Трижды в неделю к Зое приходила учительница музыки — немолодая ленинградка в стоптанных башмаках и строгом черном платье. За уроки хозяйка платила ей продуктами — молоком, хлебом, кислой капустой. Учительница музыки эвакуировалась в Ташкент с четырьмя внуками. Двое ее сыновей ушли в ополчение, третий — врач — был мобилизован в первые дни войны. Невестки остались в Ленинграде, чтоб быть поближе к мужьям, а бабушка уехала в Ташкент и увезла внуков. Двоих младших — близнецов — она приводила с собой.

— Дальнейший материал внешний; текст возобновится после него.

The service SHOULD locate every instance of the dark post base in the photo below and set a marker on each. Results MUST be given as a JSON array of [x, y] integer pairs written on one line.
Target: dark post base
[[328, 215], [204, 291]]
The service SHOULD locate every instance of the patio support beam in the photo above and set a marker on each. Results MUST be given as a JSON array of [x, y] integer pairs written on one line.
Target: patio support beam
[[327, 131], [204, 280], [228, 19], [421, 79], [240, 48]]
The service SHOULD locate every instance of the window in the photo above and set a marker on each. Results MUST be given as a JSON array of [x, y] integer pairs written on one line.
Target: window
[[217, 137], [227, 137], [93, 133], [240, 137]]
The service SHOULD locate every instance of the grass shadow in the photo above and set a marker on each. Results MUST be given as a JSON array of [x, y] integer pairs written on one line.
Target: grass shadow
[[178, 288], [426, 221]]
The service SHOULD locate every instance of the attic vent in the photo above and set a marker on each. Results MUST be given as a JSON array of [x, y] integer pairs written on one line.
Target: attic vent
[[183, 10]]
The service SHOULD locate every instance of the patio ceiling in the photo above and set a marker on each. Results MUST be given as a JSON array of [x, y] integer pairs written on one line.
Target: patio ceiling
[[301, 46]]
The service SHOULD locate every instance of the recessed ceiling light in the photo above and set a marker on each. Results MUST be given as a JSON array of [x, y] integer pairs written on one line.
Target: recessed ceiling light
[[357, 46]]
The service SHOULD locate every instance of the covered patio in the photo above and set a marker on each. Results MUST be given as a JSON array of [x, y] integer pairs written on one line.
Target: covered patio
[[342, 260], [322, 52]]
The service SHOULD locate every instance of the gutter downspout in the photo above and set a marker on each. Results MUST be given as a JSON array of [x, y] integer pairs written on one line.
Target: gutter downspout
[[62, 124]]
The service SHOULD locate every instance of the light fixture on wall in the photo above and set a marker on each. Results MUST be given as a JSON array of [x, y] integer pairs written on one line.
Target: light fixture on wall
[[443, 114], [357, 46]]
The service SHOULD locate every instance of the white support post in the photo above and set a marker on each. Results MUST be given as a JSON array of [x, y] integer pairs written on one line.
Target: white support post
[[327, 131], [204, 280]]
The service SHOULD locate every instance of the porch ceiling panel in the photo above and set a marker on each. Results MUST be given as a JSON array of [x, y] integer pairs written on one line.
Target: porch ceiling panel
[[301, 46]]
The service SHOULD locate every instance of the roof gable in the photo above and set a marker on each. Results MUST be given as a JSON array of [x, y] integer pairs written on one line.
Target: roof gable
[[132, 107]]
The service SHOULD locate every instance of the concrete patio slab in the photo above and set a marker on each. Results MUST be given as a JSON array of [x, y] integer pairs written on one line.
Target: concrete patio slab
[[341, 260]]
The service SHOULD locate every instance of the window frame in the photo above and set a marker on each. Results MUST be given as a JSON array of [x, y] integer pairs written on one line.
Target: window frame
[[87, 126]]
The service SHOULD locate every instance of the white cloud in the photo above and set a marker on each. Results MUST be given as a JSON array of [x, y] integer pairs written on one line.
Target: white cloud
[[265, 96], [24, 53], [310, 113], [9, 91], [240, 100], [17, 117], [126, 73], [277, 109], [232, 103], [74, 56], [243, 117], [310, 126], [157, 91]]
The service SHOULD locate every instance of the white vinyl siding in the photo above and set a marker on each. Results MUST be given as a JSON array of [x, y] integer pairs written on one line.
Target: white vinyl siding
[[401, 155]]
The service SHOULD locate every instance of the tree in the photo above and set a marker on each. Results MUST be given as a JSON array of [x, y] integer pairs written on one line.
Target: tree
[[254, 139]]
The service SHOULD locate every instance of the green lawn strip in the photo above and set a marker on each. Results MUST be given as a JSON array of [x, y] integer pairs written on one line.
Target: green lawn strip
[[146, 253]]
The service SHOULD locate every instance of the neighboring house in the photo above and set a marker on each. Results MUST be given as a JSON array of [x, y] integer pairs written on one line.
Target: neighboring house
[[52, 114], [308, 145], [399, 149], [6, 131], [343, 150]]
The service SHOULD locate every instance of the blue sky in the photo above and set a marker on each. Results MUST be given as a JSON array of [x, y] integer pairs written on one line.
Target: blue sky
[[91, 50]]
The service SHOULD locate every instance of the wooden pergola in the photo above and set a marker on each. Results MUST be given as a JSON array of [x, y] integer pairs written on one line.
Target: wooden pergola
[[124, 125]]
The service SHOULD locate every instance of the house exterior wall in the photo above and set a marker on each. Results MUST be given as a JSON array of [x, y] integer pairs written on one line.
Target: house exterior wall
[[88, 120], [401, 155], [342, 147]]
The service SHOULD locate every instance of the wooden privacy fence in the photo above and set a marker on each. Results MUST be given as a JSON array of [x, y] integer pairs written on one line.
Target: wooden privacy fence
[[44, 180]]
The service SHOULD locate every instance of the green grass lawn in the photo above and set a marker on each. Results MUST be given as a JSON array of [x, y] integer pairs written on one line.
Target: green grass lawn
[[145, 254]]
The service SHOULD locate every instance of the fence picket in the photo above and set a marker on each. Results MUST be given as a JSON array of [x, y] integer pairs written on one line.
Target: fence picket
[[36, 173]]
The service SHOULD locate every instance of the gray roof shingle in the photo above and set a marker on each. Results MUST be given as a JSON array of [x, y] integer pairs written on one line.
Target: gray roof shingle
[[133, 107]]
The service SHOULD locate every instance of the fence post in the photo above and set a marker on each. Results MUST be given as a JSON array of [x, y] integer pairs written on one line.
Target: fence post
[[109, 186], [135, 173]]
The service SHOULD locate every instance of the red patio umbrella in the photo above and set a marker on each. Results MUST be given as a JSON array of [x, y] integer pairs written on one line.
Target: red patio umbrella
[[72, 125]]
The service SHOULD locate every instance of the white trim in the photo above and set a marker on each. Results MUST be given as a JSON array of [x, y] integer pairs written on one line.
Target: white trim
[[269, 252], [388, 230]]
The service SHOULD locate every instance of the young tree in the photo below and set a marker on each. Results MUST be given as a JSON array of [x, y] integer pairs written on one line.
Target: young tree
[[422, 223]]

Им было по шесть лет, они были одеты неумело, небрежно, то и дело орали: 'Бабушка!' — это очень сердило хозяйку.
— Про детей вроде бы не договаривались! — ворчала она.
Учительницу звали Валентина Сергеевна. Глаза у нее были вечно испуганные. Пуще всего она боялась рассердить хозяйку. Однажды она отворила дверь в Сашину комнату и сказала Саше:
— Девочка, пожалуйста, поиграйте с этими мальчиками.
— Мама, давай поиграем с мальчиками! — с готовностью сказала Аня.
— Прошу меня извинить… Я думала… — смущенно забормотала Валентина Сергеевна.
— Ничего, я привыкла! — ответила Саша. — Садитесь, мальчики.
— Мама, — сказала шепотом Аня, — давай угостим их.
— Сейчас, — ответила Саша.
За окном темнело. За стеной послышались гаммы.
— Это будет поезд, — говорила Аня, — ты будешь машинист, а ты кондуктор, а я женщина с двумя детьми. Я пройду с передней площадки.
Мальчики — Сережа и Юра — соглашались на все: они гудели, свистели, раздавали билеты, уступали место женщине с двумя детьми и умолкли, только увидев на столе тарелку с макаронами и хлеб. В комнате стало очень тихо.
— Ну, давайте ужинать! — сказала Саша.
— Я не хочу, — сказал Сережа.
— Я совсем не хочу, — откликнулся Юра.